You know, I was actually going to write an answer, but then I realized that I could spend the time more productively scooping the litter box. Hector doesn’t think women are worthy of consideration as full human beings, actual people, with lives, needs, desires, and opinions of their own, so I’m perfectly happy to return the favor to him.
…So you’ve decided beforehand that anyone who doesn’t agree with you already isn’t allowed to participate in any discussions?
It’s efficient, I’ll give you that.
Re: And this where you are so very, very wrong
Sigh. No, Hellkell.
Size doesn’t determine whether a human being is a person or not. Nor does stage of development. And nor does location (inside the womb or out of it.)
I’ve emailed the Dark Lord.
Re: Well, ladies, Hector has informed you that your bodily autonomy matters less than a fetus does. That settles that argument.
Well, yes, obviously.
Preserving human life is more important than personal convenience.
Re: So you’ve decided beforehand that anyone who doesn’t agree with you already isn’t allowed to participate in any discussions?
I have never pretended to be a democrat, or to believe that all people’s opinions have equal value, Katz.
As the Latin proverb goes, ‘quod licet Jovi non licet bovi’, or: what is permitted to Jupiter (i.e. God) is not permitted to the cow.
So you are going to let leftwingfox harvest your organs, then?
In other words, “Yes.”
Next question: Why are you saying discussion-like things to a group of people you already decided aren’t allowed to have discussions?
“I’ve emailed the Dark Lord.”
Thank you kittehserf. I probably shouldn’t even be looking at this. People calling the right to a a safe abortion “selfish” tend to make me very very upset.
Hector sure is pissed off that women do have bodily autonomy.
What a morally bankrupt position to take. Hey Hector, how do you face yourself in the mirror in the morning? Or are you just so shameless you just don’t care?
Re: Hector doesn’t think women are worthy of consideration as full human beings, actual people, with lives, needs, desires, and opinions of their own
As usual, Bee, you make the mistake of generalizing *your* ‘experience’ to women as a whole.
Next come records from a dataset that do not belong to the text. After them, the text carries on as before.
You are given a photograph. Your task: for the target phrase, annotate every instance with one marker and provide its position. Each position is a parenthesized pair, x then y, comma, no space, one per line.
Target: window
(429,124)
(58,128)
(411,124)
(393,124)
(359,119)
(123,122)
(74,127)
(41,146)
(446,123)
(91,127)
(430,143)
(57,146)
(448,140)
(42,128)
I may not think that *you* are particularly deserving of a voice in the public square, but that says nothing about women as a whole.
Women are, as one might expect, about as likely to be pro-life as men.
Hector, if the procedure actually changed minds, you might actually have a point. Fetuses, blastocysts, and zygotes might be saved.
But, in every study I’ve looked at, the ultrasound did not change minds.
Thus, we have an invasive ‘punishment’ that doesn’t make any impact on the life of the fetus and has huge potential to harm the ‘would be mother’ emotionally, especially in the case of rape.
The states money would be WAY better spent on education in order to reduce unwanted pregnancies… If you truly care about reducing abortions.
Except it turns out you can’t have a conversation with “women as a whole.” Even if they did all agree, which they don’t, it would be logistically prohibitive. So if you want to actually discuss something, you’ll have to discuss it with one or several particular women, who will have particular opinions that may or may not be similar to the majority of other people.
Meanwhile, you don’t seem to have any compunctions about voicing your own opinions, whether or not they agree with men as a whole.
rE: I probably shouldn’t even be looking at this. People calling the right to a a safe abortion “selfish” tend to make me very very upset.
I don’t know how you would describe it other than ‘selfish’. You would like to put your personal whims over the life of your unborn child to live. Your ‘autonomy’ is trivial compared to the life of your child, even at the embryo stage.
The most charitable way to look at that you’re simply deeply ignorant, rather than malicious. But objectively, it is a quintessentially selfish position.
I don’t expect the laws to change anytime soon, but it is my hope that *someday* you will find it impossible to get an elective abortion, and that the law will crack down on you if you attempt to. One can hope, after all.
… Now that I’ve said that, if this thread is going to be way off topic anyway, can I donate some cute baby armadillos?